Wesentlicher Grund für das Auftreten des arktischen Ozonlochs waren
demnach die damaligen ungewöhnlich kalten Temperaturen in der Ozonschicht, die in
etwa 18 Kilometern Höhe in der Stratosphäre liegt. Dort werden bei Temperaturen unter -78°
Celsius Chlorverbindungen, die aus Fluorchlorkohlenwasserstoffen und anderen Schadstoffen stammen,
chemisch so umgewandelt, dass sie die Ozonschicht angreifen und
teilweise zerstören. Setze sich der in den vergangenen Jahrzehnten
beobachtete Trend zu immer kälteren Temperaturen in der Stratosphäre
fort, sei für die Zukunft wiederholt mit dem Auftreten eines arktischen
Ozonlochs zu rechnen, so eine der Kernaussagen der Studie.
"Wir haben dabei herausgefunden, dass ein weiteres Sinken der Temperatur
um nur ein Grad ausreichen würde, um zu einer fast vollständigen
Zerstörung in einzelnen Bereichen der arktischen Ozonschicht zu führen",
sagt Björn-Martin Sinnhuber, Hauptautor der Studie.
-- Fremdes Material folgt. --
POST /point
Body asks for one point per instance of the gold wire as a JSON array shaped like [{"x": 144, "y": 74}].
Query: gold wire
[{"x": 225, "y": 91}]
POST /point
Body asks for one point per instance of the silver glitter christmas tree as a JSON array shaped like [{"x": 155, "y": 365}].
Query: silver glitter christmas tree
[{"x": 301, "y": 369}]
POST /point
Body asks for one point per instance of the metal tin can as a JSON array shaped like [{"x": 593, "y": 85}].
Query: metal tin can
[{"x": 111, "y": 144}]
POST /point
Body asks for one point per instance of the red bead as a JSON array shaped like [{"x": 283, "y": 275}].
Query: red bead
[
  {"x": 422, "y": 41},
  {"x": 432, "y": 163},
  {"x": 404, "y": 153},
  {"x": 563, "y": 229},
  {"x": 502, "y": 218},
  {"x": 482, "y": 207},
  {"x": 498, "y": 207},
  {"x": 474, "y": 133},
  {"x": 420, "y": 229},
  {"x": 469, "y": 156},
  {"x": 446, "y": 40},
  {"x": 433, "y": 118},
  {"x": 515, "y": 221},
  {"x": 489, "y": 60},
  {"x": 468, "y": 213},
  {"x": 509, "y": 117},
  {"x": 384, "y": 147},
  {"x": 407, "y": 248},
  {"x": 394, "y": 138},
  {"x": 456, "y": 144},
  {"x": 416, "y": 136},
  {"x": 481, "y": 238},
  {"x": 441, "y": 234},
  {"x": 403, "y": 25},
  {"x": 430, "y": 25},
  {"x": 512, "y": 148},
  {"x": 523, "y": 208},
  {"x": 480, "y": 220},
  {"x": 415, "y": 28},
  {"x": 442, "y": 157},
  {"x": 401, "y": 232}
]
Beobachtungen
über die vergangenen 30 Jahre deuteten darauf hin, dass die Stratosphäre
in kalten arktischen Wintern im Mittel um etwa ein Grad pro Jahrzehnt
kälter geworden ist. Die weitere Entwicklung der Ozonschicht werde also
wesentlich auch vom Klimawandel beeinflusst, so Sinnhuber. Denn während
die Zunahme von Kohlendioxid und anderen Treibhausgasen zwar zu einer
Erwärmung in den unteren Luftschichten führe, indem ein Teil
der Wärmestrahlung von der untersten Schicht der Atmosphäre wieder zum
Erdboden zurückgestrahlt werde, bewirke dies gleichzeitig eine Abkühlung
der darüber liegenden Luftschichten der Stratosphäre, in denen sich die
Ozonschicht befindet. (red)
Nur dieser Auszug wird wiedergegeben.